I met Richard Dawkins this morning, whilst taking part in the BBC's Big Questions TV programme. (I was on to talk about blasphemy, and it is worth noting that during it another guest, George Carey the former archbishop of Canterbury, called for the blasphemy laws to be repealed.

Dawkins was charming and rational, distinctly unlike the intolerant polemicist I felt I encountered in The God Delusion. The apparent disparity led me to suspect that he lets his written rhetoric run away with him. Perhaps he is not alone in that, as a polemicist. But take the issue of children being raised in a religious faith. In the book, Dawkins implies this is worse than child abuse which is about as strong as you can get. This morning, though, he argued that all he was complaining about was children being labeled Christian or Muslim, in the same way that you might be worried if a child was labeled Marxist or Humanist (he did himself make the last comparison!).

I'm not sure that children are ever labeled Christian, as opposed, say, to being raised in a Christian family. And indeed, two of the younger contributors to the programme explained how being raised in religious families actually taught them to question their faith. But I came away with the distinct feeling that in front of that mixed audience at least, Dawkins really thinks that child abuse is a greater crime. It was perhaps cathartic to write what he did, but isn't really defensible in public.

Whilst on the subject of militant atheists: by now, we have become used to them misrepresenting - presumably willfully - what it might be to have religious belief. It saddens me because it will only serve to perpetuate the diminishment of the debate about religion, and thus the risks of extremism. To individuals like AC Grayling polemical distortion appears to have become second nature (see here for a recent example). In fact, Grayling has adopted another tactic, that of claiming the ancient philosophical tradition as his/the atheist's own, on the basis that it was supposedly religion-free: ethics in antiquity was a purely philosophical matter, or some such, he often writes.

I am genuinely baffled by this (all comments gratefully received!). Even the pretty stridently atheistic Simon Blackburn in his Plato's Republic considers the religious interpretation of myths like that of the Cave. And any Plato scholar, which Blackburn admits he isn't, would tell you that Plato was religious in the sense of being an idealist who sought the transcendent in something akin to a beatific vision. He arguably thought of Socrates as a religious figure: in the Symposium Socrates is identified with the daimon Eros, a go-between to the gods.

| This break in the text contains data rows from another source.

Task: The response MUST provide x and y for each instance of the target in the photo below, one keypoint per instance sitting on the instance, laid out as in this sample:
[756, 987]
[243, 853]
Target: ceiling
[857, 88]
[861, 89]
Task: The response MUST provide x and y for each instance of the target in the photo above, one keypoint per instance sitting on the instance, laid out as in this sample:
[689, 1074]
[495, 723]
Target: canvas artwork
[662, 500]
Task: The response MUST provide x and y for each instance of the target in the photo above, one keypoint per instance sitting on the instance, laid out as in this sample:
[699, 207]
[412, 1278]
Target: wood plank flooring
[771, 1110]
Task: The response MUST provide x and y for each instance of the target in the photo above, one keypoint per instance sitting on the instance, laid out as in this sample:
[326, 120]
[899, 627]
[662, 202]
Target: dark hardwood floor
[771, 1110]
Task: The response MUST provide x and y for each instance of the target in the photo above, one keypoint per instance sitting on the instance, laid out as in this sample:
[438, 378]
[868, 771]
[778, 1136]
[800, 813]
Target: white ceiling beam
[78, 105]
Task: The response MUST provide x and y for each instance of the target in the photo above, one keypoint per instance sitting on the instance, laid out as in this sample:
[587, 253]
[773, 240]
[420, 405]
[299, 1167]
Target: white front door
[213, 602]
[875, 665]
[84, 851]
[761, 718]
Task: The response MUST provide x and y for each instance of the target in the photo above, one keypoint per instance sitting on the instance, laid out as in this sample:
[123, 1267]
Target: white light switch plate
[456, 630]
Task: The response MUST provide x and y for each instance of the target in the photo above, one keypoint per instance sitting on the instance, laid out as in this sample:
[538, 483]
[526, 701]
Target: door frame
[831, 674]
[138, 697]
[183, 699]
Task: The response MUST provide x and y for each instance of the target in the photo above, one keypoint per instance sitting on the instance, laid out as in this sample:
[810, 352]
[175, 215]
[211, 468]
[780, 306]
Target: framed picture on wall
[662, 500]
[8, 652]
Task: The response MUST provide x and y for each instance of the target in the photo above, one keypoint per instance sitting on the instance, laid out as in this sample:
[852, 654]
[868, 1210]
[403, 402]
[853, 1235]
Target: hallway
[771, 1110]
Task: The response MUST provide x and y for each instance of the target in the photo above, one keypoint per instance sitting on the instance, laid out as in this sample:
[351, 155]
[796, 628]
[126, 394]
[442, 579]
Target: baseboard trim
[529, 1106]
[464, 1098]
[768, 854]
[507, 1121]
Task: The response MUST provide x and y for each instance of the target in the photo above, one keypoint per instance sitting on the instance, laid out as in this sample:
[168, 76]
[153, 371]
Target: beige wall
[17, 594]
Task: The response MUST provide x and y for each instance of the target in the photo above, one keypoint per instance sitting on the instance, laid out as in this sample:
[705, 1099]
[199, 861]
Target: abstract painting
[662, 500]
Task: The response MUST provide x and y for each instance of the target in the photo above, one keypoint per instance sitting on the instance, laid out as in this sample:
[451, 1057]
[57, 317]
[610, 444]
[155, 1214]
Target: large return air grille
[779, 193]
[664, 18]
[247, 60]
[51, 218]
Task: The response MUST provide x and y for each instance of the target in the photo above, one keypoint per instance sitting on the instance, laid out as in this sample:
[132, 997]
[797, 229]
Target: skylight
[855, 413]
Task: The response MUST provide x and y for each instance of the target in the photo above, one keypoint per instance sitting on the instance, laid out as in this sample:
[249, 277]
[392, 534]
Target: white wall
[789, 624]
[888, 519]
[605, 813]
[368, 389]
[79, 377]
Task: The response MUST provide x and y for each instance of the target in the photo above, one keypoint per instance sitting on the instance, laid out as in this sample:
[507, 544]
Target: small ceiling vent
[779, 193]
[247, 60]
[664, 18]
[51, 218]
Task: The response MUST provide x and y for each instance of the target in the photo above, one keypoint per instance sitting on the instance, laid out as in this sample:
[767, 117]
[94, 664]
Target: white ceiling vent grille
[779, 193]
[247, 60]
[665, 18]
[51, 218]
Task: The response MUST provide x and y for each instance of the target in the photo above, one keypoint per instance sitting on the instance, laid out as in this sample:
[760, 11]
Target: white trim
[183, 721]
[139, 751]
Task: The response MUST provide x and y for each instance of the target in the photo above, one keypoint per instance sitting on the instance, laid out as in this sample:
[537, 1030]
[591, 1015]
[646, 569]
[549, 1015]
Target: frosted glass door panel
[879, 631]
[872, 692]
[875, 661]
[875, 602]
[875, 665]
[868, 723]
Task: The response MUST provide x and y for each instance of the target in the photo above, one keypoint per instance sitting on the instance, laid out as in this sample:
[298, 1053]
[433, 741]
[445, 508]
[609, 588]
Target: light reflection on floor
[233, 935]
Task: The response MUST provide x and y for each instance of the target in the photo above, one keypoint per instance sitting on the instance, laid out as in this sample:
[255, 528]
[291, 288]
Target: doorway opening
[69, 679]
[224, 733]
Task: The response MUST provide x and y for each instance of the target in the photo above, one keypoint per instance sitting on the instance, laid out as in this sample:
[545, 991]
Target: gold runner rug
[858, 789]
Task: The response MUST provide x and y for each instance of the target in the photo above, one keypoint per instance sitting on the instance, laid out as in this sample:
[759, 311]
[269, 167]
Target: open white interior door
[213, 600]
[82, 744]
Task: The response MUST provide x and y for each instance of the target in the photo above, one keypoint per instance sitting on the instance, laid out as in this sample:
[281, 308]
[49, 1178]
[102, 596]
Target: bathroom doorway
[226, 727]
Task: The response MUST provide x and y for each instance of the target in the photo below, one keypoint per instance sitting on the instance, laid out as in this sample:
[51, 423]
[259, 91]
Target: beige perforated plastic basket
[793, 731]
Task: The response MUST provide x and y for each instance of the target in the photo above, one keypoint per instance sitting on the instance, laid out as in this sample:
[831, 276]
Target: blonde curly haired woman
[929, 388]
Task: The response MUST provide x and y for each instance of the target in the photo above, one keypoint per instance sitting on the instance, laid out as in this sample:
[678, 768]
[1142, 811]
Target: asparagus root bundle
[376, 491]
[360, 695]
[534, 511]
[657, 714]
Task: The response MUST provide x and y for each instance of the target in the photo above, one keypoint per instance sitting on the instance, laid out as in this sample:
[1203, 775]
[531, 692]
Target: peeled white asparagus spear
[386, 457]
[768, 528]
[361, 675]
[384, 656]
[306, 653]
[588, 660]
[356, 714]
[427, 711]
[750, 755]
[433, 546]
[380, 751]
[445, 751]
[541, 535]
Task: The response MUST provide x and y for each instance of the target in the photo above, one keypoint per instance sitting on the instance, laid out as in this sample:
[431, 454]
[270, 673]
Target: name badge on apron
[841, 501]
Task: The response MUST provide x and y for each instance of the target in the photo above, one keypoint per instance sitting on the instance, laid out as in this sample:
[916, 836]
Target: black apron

Iris Murdoch explained what this means for his approach to ethics. It was primarily intuitive: it involved rational argument but not fundamentally so as to decide what to do but as a kind of spiritual exercise so that the individual might be awakened to, and orientated towards the good, that would draw them body, mind and spirit. To put it another way, the basic ethical question for Plato was what do you love? This is not the only way to think about ethics, of course. But as Murdoch says, conceived in this way, there is a deep affinity between religious feeling and ethical behaviour.